Sport has always been an escape for me. Most of life’s troubles, though not all, are put on the back burner when I work out.
Each time I exercise, I am grateful for a life that allows me to live as an athlete, passionate about fitness. During “pandemic life,” Peloton classes have been my go-to workout. However, for 13 years of my life growing up, swimming was my sport of choice. Swimming structured my life and shaped me to be who I am today.
My swimming journey has provided me with many opportunities to advance myself. I competed as a NCAA Division I student-athlete. That led to working in collegiate athletics post-grad. I have even had the opportunity to be a head coach at the high school level. I’ve seen and experienced many different sides of the sport, and have grown as a person throughout these stages.
While working out, life’s troubles migrate to the back of my mind, but one that knocks around in my brain regardless is my sexuality. I struggle with it.

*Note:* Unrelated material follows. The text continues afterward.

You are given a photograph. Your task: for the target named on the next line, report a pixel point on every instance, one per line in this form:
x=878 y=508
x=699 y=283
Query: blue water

The earliest I remember understanding my true self was my junior year of high school. When British diver Tom Daley announced he was gay, it resonated with me. I have memories that predate this event, but his story serves as a milestone as I look back on my coming out journey.
I would sit in the dining room of my house and watch over and over the coming out video Daley shared on his YouTube channel. I have always had a love for British aquatics, and his announcement hit home. It made me feel not alone. It helped me understand first-hand the importance of living and loving truthfully, as well as that sharing the truth can inspire others.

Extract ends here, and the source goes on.